Neurocrine reported revenue of $222.09 million in third quarter results, a 46.3% year-over-year jump.
That followed more patients taking ingrezza, the San Diego biotech’s drug for an involuntary movement disorder.
In addition, Neurocrine recorded a $20 million milestone payment after its drug for heavy menstrual bleeding associated with uterine fibroids was submitted to the U.S. Food and Drug Administration for consideration.
Neurocrine licensed the drug, called elagolix — already approved for the condition endometriosis — to pharmaceutical AbbVie.
The biotech said it’s also prepping for the U.S. approval of opicapone, a therapy meant to prolong the benefits of existing Parkinson’s treatment levodopa. Last year, Neurocrine gained North American rights to opicapone from Portugal’s Bial for $30 million upfront.

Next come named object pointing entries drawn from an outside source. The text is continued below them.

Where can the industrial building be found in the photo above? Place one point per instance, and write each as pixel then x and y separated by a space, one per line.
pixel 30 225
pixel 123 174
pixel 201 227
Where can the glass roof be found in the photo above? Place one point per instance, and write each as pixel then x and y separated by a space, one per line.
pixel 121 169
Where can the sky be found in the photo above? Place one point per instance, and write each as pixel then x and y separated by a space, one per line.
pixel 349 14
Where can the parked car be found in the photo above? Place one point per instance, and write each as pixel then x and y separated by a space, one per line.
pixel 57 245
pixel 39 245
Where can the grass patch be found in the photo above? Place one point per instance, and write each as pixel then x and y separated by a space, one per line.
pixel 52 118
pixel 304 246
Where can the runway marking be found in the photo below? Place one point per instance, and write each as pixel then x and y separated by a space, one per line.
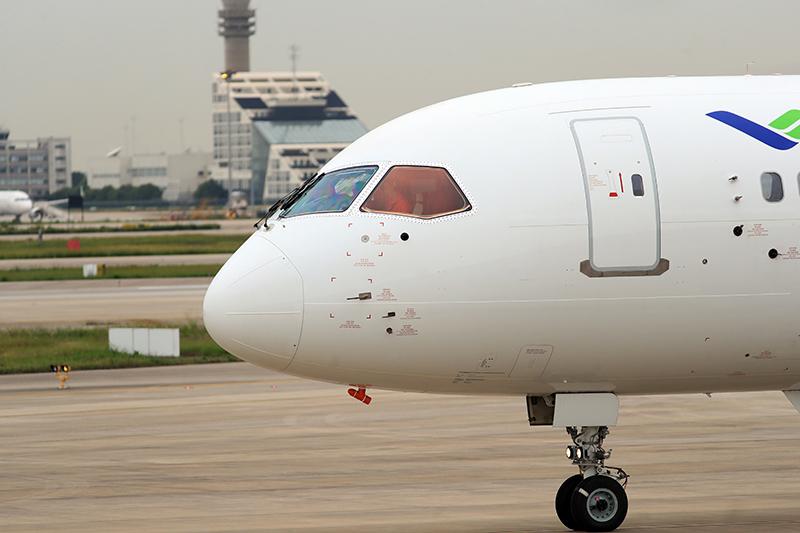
pixel 171 287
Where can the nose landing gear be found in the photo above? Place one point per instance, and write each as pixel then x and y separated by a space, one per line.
pixel 595 499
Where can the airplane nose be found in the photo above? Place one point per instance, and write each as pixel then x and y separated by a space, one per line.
pixel 254 305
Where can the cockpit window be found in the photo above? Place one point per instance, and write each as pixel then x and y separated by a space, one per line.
pixel 422 192
pixel 331 193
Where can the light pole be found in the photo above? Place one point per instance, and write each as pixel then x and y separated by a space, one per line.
pixel 226 76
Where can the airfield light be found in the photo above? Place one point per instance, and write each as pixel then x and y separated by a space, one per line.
pixel 62 374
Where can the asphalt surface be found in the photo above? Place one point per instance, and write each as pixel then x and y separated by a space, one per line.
pixel 235 448
pixel 62 262
pixel 100 301
pixel 226 227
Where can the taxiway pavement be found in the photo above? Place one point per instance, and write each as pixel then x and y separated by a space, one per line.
pixel 235 448
pixel 101 301
pixel 64 262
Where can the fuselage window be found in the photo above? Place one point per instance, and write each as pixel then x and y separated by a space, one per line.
pixel 332 192
pixel 421 192
pixel 772 186
pixel 638 185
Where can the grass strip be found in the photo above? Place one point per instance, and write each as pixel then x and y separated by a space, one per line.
pixel 11 229
pixel 116 246
pixel 34 350
pixel 111 272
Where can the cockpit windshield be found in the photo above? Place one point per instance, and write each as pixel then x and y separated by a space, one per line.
pixel 331 193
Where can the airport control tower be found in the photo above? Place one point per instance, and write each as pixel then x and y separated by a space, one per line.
pixel 237 23
pixel 272 130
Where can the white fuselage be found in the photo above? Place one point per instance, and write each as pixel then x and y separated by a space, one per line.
pixel 559 278
pixel 15 203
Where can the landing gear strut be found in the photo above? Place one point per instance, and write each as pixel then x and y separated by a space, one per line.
pixel 595 499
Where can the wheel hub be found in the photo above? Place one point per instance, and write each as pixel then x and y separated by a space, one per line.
pixel 602 505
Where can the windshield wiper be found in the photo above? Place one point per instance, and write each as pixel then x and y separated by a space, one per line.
pixel 295 195
pixel 287 200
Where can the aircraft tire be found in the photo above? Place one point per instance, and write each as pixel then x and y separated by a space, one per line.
pixel 564 501
pixel 599 503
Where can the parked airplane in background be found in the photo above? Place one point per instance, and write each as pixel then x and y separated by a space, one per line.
pixel 567 242
pixel 18 203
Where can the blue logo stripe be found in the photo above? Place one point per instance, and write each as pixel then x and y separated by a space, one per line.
pixel 757 131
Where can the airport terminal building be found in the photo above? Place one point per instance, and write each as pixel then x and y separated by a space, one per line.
pixel 38 167
pixel 276 129
pixel 177 175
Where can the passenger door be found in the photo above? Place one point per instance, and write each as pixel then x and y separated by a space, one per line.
pixel 621 197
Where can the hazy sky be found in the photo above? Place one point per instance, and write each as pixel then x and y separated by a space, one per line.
pixel 89 68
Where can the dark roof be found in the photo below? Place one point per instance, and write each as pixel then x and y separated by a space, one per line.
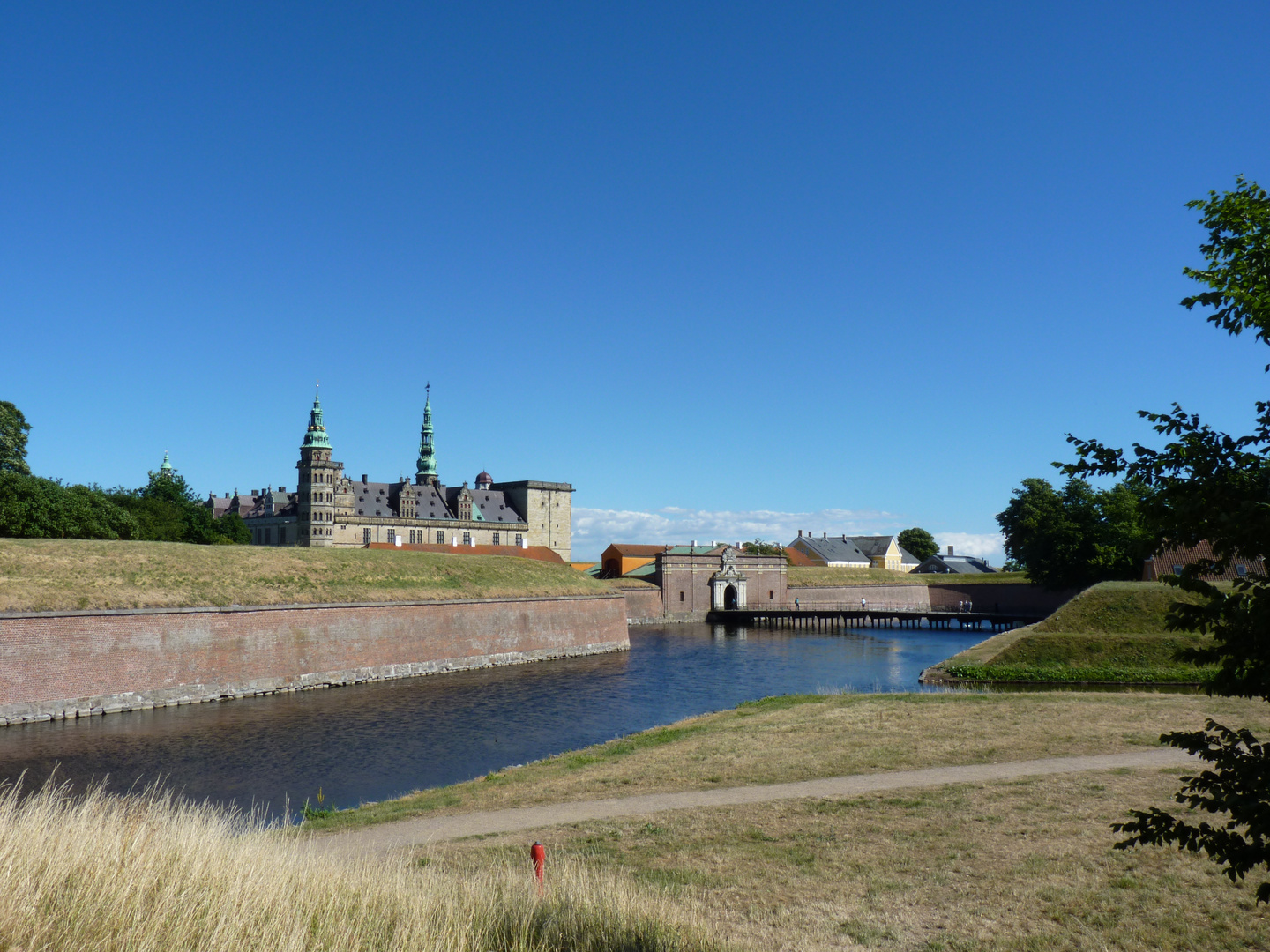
pixel 1171 559
pixel 954 565
pixel 834 548
pixel 873 546
pixel 626 548
pixel 493 507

“We remain focused on providing patients with access to Ingrezza and preparing for the approval of opicapone in the U.S., while investing strategically to position the company as a leading global biopharmaceutical organization,” said CEO Kevin Gorman.
In the third quarter Neurocrine logged net income of $53.8 million, or $.056 diluted earnings per share. This compared to net income of $50.8 million, or $0.52 diluted earnings per share, for the same period in 2018.
Sales, general and administrative expenses were $84.5 million, a 40% year-over-year increase, in part due to a sales force expansion that wrapped up last year.
Neurocrine's comeback story made a San Diego Business Journal article this summer about biotechs that rebounded.